Acarició los hilos con delicadeza entre el pulgar y el índice, mientras pensaba en los otros atractivos de Elizabeth. Porque Darcy había tenido numerosas pruebas de la inteligencia que había visto reflejada en sus enigmáticos ojos, a través de un ingenio que había conquistado el suyo con firmeza y de una manera que lo había conmovido hasta la médula. La audacia con que Elizabeth se había enfrentado a cada uno de sus desafíos y los había rechazado con una agudeza, femenina en el fondo, pero libre de toda coquetería, correspondía exactamente a su idea de lo que debía ser la verdadera relación entre un hombre y una mujer. Además, ella era compasiva con aquellos a quienes amaba. Darcy había sido testigo de ello muchas veces. Aunque odiaba admitirlo, el interés que Elizabeth había mostrado por el canalla de Wickham era evidencia de que ella no albergaba ninguna pretensión, artificio o engaño. Era ella misma, tal como se presentaba ante el mundo, como se presentaba ante él. Como venía a él…
Al darse cuenta de lo que se estaba haciendo a si mismo, Darcy cerró la mano con fuerza alrededor de los hilos de seda. Elizabeth Bennet no estaba viniendo hacia él. ¿Qué diablos estaba pensando? Se levantó de la silla junto al fuego y comenzó a pasearse de un lado a otro de su habitación. En la situación de Elizabeth nada había cambiado. Su posición social, sus relaciones, la deplorable condición de su familia inmediata, todo eso seguía formando una barrera insuperable a la hora de contemplar una unión. Imaginó la reacción de sus conocidos y amigos:
¿Los Bennet de Hertfordshire? ¿Quiénes son para que el apellido Darcy se degrade de tal forma y sus intereses sufran semejante pérdida? No pienses solamente en los intereses que no vas a adquirir a través de un matrimonio apropiado. ¿Acaso estás dispuesto a perder todo lo que tu familia ha logrado a través de varias generaciones? Aún más, ¿crees que semejante dueña de Pemberley sería bien recibida en sociedad? ¿No crees que, con el tiempo, terminarías arrepintiéndote del círculo tan reducido en el que te obligaría a moverte una esposa como ésa? ¿Y qué pasaría con los hijos de esa desafortunada alianza? ¿Con quién se casarían, con las hijas e hijos de tus arrendatarios?
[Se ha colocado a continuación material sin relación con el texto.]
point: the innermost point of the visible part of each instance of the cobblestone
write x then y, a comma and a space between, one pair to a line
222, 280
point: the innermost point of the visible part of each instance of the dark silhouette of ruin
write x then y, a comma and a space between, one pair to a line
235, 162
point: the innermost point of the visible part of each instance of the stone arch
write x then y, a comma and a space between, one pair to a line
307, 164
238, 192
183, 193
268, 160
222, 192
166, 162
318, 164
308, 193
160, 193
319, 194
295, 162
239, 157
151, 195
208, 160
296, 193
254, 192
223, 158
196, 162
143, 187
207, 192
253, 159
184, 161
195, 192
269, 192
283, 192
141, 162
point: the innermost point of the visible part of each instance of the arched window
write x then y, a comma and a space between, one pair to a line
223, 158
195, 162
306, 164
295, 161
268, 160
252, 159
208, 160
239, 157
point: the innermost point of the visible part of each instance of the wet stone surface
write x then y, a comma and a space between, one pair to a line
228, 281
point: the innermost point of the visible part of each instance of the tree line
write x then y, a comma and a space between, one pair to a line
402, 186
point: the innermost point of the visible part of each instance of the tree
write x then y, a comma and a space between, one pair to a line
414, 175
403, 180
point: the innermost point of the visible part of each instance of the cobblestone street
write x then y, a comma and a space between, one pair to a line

Darcy se detuvo ante el fuego y observó las llamas sin pestañear. Debía poner fin a aquella locura. La fantasía por la cual se había dejado hechizar debía terminar y él tenía que concentrarse en sus obligaciones. Con seguridad debía haber una mujer de su misma posición social que fuera tan hermosa e inteligente como Elizabeth Bennet, y cuyos encantos hicieran que ella desapareciera de su mente y la desplazaran de su corazón. ¡Era hora de encontrar a esa mujer! El apellido Darcy necesitaba un heredero, Pemberley necesitaba una señora, Georgiana necesitaba una hermana mayor que la guiara, y él necesitaba… Cerró los ojos y sintió un intenso dolor en el fondo de su corazón. Necesitaba cumplir con su deber.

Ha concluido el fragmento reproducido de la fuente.